3 Name: sachi : 2021-05-02 15:24 ID:jV19ar5D [Del]

Hey pal, sorry for the late reply.

First of all, I’d like to say that there’s nothing wrong with you! Don’t phrase the headline of your thread like a yes/no question – there is no such thing as normal or abnormal and it’s ethically impossible for people to categorize each other like that. The important thing is that you’re aware of your problems and that you took the first step: to reach out for help. There are a lot of unhappy people in this world who want to change their lives or themselves, but could just not find the resolution to do this first single step.

Second, I agree with Sephtis that you should definitely seek advice from a mental health professional, because most likely no one here will be able to give you the kind of support that you seek, need and – most importantly – that you deserve. It’s not because we don’t want to help you, but because we’re lacking the experience in this field and anything we say to you could traumatize you even more. Also, there is a high chance that psychologists and therapists know similar cases. Sometimes, they can give you the contact to some kind of support group where you can meet people in a similar condition and hear from them about their own experience so far.
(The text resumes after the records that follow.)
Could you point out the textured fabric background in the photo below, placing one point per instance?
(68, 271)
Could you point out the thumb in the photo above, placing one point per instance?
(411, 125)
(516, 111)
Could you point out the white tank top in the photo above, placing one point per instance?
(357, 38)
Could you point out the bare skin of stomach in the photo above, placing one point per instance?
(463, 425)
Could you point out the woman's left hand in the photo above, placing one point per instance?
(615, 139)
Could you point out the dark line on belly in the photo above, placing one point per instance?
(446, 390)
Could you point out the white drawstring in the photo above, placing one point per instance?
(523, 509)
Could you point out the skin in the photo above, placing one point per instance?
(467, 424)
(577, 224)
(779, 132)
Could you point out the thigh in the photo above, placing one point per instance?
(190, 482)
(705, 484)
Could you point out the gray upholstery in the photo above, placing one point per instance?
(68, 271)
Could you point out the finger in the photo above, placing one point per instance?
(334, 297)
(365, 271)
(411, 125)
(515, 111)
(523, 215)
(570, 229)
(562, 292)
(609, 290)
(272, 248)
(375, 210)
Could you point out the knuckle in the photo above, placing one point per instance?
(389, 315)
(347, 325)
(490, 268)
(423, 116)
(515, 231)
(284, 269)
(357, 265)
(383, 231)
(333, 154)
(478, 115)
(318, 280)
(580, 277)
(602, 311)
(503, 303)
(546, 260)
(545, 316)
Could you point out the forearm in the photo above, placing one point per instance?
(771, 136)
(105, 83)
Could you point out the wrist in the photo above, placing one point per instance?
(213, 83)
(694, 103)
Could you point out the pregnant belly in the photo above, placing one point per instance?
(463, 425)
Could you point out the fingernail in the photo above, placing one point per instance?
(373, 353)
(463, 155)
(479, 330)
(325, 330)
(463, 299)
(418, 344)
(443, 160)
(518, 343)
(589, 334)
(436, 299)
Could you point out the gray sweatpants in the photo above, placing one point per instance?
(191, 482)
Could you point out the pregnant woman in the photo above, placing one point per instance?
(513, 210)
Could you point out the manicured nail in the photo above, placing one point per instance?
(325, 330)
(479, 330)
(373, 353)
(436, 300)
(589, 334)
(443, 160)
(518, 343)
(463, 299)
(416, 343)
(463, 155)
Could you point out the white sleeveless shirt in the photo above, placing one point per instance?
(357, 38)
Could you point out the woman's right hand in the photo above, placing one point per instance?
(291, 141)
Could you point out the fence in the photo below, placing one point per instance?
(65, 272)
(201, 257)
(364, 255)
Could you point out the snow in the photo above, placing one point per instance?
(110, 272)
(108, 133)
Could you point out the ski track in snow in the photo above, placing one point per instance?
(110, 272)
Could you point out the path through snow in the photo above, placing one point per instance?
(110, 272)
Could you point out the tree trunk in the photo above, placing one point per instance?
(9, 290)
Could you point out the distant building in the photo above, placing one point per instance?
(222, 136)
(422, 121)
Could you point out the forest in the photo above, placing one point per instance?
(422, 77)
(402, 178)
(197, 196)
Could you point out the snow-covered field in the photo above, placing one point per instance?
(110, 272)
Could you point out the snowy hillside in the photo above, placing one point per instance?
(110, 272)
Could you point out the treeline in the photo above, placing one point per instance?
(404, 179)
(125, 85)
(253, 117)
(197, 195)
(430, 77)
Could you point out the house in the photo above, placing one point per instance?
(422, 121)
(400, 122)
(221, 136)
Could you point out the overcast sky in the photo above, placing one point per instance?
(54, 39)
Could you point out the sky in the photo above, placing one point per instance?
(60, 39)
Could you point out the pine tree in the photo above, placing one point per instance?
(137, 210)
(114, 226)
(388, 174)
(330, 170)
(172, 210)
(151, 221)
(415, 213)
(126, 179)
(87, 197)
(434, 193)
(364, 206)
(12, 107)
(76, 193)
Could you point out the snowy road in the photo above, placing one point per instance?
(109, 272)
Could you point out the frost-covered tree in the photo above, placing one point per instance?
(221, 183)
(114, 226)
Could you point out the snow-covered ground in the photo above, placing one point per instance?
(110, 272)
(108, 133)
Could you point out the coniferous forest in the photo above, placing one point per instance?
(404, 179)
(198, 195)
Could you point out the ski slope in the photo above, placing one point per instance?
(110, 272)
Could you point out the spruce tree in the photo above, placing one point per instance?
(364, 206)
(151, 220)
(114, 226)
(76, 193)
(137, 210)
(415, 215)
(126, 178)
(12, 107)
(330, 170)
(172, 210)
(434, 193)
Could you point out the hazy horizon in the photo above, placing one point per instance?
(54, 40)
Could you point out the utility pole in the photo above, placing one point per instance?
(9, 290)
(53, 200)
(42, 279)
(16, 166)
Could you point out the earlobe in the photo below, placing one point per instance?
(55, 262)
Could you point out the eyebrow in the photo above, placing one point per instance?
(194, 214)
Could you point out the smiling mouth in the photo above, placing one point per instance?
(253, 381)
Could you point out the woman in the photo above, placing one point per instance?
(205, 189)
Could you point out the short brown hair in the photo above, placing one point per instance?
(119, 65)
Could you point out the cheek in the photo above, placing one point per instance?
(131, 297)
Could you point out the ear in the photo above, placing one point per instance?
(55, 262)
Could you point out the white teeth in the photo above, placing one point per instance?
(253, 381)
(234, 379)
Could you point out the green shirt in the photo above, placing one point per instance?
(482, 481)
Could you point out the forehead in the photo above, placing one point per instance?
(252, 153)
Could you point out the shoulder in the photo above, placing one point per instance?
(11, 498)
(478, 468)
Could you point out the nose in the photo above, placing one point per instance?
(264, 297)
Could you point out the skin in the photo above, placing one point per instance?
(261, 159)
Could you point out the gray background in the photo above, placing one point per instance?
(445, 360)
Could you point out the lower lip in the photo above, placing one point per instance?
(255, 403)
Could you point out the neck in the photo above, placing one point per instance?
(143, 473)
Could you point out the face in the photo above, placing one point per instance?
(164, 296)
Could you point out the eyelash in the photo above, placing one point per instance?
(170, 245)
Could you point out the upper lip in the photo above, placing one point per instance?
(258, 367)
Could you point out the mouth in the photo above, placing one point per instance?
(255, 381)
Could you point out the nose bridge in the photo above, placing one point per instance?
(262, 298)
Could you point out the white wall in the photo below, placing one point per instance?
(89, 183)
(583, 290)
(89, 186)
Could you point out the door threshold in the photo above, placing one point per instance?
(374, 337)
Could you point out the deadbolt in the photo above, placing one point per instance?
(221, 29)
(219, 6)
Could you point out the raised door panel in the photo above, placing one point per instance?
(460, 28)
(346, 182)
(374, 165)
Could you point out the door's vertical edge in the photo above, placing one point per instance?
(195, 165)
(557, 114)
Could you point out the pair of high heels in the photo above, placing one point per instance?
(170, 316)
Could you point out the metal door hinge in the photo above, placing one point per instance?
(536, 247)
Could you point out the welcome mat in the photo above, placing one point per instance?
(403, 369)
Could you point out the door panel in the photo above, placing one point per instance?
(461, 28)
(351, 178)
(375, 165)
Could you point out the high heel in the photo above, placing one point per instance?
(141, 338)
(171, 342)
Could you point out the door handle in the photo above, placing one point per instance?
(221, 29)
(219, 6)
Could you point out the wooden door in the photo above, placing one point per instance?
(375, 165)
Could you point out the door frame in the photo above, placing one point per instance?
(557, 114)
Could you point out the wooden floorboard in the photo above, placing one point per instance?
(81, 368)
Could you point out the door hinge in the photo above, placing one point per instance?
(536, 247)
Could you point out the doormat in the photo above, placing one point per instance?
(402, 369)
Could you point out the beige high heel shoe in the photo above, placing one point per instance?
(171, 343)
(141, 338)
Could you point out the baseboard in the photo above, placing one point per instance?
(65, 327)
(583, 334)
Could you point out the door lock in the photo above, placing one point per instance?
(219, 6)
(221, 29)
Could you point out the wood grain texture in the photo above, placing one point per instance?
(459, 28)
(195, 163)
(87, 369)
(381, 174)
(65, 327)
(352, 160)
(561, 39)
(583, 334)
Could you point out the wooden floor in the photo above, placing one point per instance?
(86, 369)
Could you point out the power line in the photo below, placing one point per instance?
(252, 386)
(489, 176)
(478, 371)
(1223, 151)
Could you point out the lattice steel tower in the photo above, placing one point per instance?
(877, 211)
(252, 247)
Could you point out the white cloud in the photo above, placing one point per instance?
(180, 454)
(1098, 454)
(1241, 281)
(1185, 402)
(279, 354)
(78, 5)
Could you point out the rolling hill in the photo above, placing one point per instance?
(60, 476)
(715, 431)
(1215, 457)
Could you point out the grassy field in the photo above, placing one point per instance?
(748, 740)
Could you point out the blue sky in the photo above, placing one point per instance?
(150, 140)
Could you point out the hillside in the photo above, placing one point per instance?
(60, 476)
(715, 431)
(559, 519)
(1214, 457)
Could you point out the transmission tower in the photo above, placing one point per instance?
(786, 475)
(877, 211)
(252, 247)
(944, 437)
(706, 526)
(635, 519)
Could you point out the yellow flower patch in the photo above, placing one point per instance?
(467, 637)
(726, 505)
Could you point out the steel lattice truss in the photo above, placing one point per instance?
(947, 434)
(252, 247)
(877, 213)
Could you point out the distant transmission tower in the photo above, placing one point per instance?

This can help you even more than therapy itself, because you can gain a feeling of being understand (from people who actually understand) and of not being alone from these sessions.

However, finding a good therapist can be exhausting. I don’t know in what country you live and how the health system there works. I know neither if you have to pay for professional advice, nor if you can afford such treatment. But if you have this option, I highly recommend you so. You may also have to try out different therapists. They vary in professional competence, so please don’t get frustrated over a few bad experiences. If you find a good one, it will definitely be worth it.

If this still is not an option, you can do a little google research about your symptoms and maybe you find someone who is going through the same right now or went though it in the past. YouTube also has some good videos on psychology by now, which might aid you understanding yourself further. But be aware of trolls, false information and all of this stuff as well… Critical thinking is a blessing in a lot of situations…

Last but not least, you can always return to this page and take a look at the replies. Maybe there is someone here who can completely relate, but still hasn’t find this thread.